It’s always the media and advertising-hyped stories of rapid and massive weight loss that get most of the attention these days (think “Biggest Loser”). It’s easy to look at these dramatic “success stories” and choose them as your role models. But it’s usually not the person who lost the most weight or who lost weight the fastest that you want to emulate. In fact, “losers” are the last people you want to listen to…

When you’re looking for people and methods to model, you should pay attention to maintainers not losers.
Burning athlete

Maintainers are people who have lost weight and held a steady new ideal weight for at least one year. Long term maintainers are people who have kept the weight off for three to five years – and this is a remarkable achievement, given the statistics about relapse.

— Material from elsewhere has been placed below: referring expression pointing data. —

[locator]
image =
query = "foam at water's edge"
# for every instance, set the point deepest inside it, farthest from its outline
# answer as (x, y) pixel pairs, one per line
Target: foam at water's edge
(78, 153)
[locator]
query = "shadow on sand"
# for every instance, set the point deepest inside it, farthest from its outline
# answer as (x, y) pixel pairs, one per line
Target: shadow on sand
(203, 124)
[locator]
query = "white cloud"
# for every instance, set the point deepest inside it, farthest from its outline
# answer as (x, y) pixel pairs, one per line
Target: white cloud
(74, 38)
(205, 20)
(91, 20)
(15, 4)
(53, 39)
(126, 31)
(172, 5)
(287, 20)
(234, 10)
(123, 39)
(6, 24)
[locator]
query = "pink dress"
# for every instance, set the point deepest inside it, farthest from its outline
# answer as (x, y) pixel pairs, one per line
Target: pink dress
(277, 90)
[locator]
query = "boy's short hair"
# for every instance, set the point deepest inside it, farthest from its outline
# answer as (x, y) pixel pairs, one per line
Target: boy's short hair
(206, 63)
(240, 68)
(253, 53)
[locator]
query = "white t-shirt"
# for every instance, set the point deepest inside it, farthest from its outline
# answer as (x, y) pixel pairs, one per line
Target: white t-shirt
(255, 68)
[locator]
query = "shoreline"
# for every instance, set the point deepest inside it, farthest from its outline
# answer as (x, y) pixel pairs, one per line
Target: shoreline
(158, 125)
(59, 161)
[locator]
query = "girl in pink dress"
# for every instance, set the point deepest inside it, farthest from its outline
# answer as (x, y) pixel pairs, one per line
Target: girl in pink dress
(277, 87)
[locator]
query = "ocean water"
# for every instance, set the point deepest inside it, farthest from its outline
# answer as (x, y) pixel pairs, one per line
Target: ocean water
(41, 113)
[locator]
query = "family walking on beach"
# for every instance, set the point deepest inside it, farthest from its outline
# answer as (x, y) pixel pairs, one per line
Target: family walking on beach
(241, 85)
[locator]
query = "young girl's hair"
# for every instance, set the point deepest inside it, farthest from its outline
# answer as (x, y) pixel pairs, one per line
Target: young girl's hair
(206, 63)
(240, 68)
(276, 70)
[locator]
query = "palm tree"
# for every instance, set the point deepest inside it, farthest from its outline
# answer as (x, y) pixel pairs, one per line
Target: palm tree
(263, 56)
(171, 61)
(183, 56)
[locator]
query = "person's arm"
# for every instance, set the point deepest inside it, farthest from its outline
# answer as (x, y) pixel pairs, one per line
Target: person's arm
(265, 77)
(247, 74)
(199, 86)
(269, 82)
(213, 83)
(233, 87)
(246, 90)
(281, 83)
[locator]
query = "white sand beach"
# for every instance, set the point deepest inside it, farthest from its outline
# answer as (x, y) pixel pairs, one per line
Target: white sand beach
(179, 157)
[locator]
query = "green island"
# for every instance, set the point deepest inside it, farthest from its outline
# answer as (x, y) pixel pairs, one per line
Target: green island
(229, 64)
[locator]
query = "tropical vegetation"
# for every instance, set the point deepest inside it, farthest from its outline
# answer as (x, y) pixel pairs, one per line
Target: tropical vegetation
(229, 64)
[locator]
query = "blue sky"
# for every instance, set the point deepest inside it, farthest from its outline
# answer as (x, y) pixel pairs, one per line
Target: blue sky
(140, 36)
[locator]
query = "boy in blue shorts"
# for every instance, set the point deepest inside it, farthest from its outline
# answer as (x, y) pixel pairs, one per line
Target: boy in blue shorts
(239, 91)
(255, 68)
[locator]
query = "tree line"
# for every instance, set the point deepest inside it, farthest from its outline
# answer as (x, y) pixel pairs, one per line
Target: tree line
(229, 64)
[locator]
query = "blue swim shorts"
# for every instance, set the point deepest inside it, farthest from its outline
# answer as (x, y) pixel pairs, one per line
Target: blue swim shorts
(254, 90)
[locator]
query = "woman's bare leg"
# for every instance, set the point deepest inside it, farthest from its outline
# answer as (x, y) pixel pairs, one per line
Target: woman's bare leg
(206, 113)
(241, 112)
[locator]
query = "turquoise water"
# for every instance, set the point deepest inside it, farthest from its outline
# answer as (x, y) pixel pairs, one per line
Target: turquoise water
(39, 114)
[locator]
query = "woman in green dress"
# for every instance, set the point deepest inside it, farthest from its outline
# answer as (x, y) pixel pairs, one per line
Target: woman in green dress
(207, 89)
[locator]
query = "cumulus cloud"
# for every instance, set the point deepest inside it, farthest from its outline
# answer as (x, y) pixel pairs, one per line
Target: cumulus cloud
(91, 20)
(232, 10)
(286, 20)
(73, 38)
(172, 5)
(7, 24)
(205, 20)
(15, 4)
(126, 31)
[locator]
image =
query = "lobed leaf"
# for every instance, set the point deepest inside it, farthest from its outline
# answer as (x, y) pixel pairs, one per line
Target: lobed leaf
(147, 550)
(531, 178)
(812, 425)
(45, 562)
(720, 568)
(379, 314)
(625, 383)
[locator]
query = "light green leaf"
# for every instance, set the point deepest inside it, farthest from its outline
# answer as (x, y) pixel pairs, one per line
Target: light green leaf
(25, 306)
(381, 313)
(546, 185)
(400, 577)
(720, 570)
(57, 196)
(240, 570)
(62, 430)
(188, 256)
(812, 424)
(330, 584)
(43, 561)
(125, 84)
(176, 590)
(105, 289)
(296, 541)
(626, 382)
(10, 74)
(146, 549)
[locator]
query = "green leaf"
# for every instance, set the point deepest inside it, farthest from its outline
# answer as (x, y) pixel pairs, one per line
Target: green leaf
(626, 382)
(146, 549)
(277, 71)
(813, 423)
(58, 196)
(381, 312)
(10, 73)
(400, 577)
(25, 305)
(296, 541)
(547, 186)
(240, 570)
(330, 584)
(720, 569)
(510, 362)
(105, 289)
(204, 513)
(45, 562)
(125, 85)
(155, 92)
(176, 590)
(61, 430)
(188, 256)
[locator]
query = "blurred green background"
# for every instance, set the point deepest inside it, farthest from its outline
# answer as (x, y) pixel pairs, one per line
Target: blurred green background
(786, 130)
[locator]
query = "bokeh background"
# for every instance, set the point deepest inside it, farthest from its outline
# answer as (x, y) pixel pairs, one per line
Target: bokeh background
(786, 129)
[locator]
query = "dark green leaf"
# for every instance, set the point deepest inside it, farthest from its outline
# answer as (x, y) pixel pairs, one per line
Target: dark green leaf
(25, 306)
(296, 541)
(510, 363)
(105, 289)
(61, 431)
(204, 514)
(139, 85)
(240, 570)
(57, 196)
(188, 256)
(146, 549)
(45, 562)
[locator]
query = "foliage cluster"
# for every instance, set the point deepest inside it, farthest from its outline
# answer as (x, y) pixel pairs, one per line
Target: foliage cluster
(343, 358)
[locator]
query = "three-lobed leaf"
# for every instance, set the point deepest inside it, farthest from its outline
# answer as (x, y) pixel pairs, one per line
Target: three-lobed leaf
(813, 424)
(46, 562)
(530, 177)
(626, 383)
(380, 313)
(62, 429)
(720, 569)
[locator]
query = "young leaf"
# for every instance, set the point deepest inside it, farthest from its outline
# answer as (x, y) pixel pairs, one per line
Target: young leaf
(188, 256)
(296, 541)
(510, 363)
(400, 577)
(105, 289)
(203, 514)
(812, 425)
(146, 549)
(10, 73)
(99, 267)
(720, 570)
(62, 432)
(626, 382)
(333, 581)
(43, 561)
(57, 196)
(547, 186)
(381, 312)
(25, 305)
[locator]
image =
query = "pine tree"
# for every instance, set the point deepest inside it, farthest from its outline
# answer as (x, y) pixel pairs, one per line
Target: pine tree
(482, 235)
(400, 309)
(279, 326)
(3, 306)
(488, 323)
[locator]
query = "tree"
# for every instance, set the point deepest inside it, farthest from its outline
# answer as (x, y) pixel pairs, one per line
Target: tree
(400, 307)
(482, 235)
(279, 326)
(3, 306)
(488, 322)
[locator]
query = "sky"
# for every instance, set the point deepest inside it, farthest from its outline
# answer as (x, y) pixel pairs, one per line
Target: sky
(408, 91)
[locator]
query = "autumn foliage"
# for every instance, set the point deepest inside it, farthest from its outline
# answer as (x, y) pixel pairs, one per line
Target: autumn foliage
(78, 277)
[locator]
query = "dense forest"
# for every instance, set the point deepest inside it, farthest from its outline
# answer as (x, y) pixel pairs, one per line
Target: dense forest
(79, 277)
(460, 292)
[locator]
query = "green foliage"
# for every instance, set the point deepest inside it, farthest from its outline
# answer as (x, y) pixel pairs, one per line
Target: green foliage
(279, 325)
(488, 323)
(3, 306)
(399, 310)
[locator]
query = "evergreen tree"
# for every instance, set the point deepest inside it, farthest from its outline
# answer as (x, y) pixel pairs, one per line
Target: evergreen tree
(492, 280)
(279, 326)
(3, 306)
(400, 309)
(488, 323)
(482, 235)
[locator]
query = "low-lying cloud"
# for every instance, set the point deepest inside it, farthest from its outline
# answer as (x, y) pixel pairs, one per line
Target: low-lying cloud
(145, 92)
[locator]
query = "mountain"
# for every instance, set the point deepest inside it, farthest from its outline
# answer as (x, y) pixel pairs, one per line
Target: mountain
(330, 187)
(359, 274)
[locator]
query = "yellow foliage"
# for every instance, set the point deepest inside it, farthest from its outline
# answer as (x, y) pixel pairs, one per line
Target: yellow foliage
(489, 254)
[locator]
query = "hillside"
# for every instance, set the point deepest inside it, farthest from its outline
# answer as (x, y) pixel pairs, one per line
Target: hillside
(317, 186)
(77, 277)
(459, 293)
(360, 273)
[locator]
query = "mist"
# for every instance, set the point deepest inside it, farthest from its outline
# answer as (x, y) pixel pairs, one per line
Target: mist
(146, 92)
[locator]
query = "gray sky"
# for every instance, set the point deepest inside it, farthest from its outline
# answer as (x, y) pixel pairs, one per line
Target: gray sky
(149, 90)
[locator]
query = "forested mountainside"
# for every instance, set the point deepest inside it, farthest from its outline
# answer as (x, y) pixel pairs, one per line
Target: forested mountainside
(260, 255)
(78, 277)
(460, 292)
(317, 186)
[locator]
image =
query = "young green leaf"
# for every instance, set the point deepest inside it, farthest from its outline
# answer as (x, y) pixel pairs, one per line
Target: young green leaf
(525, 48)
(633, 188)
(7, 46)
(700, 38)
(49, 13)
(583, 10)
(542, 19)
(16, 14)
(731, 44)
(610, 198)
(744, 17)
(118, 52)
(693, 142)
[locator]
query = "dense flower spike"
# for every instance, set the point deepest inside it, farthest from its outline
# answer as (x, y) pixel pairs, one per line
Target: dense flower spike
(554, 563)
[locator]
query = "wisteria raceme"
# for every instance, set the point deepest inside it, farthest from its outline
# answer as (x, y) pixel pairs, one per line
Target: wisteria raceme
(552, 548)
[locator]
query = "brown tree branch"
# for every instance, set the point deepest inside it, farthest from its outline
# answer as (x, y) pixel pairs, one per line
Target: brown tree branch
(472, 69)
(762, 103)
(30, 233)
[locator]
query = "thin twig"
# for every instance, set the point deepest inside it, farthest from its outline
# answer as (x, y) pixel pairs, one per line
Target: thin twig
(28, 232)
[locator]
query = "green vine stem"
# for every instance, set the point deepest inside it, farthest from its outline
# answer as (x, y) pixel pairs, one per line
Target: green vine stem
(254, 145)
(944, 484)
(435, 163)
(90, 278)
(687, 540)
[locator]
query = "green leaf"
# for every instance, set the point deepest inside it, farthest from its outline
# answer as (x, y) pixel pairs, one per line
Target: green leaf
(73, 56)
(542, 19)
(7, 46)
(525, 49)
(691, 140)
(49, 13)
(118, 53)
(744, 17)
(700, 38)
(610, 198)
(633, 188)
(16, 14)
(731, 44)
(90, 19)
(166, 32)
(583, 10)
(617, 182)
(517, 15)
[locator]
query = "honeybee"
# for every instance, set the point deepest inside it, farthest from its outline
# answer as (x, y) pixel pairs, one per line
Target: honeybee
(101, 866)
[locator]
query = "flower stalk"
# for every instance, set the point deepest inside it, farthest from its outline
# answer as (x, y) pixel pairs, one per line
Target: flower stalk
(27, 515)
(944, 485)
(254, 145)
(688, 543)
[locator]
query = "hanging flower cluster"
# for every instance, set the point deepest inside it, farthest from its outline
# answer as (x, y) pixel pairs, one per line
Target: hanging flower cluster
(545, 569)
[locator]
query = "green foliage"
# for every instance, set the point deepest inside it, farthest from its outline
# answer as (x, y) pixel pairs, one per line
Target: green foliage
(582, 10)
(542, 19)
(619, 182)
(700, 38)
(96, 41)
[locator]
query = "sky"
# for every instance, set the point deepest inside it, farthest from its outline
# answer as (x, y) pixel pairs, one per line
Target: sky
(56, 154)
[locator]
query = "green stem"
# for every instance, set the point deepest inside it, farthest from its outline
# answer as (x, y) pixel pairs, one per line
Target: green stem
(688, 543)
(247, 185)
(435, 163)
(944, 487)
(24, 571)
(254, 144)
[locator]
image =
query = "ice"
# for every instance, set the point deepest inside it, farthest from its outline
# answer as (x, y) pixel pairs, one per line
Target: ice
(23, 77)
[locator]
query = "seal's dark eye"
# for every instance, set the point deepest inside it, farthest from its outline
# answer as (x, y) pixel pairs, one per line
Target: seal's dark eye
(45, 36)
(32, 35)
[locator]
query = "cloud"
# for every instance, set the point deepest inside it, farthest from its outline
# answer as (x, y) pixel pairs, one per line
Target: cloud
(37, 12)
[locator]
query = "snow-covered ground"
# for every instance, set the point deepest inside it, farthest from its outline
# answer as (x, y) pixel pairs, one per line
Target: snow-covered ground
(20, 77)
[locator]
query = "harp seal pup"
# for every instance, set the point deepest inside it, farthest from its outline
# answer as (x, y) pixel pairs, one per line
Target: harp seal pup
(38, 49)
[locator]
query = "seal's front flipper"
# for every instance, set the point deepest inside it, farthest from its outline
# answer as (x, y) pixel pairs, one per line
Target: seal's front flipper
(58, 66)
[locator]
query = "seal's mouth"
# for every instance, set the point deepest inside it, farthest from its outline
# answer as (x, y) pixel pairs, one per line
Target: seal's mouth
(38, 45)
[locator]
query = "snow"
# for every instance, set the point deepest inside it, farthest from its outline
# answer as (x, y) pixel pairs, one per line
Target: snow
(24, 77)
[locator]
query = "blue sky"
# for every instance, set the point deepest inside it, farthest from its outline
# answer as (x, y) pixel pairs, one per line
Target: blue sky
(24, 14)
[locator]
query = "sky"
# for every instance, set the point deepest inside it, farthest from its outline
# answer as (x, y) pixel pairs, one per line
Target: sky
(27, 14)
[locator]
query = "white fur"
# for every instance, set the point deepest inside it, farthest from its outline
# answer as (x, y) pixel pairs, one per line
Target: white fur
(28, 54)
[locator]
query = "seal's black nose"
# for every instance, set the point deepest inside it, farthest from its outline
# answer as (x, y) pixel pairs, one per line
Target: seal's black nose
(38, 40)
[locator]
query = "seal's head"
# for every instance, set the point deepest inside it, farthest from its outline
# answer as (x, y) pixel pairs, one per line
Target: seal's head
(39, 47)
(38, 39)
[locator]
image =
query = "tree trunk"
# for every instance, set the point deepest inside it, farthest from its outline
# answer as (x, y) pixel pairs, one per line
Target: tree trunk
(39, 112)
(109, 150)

Any time you meet someone who has achieved their ideal weight and maintained it for five years or more, stop everything you’re doing, pay attention and learn from them. As you meet more of them, compare notes about what they have in common.

Unfortunately, finding long term maintainers is not easy. First of all, and sadly, there aren’t that many yet. Second, most commercial diet programs don’t keep track of their customers over the long term. The testimonials they publish are the most dramatic success stories which have been singled out as their poster children.

From a business point of view, you can’t fault them for that, but the results you see in the ads are rarely a true reflection of the usual amount of weight loss or the duration of weight loss maintenance. That’s why the FTC requires disclaimers such as “results not typical” on so many advertisements and before and after photos.

One group dedicated to tracking maintainers is the National Weight Control Registry (NWCR).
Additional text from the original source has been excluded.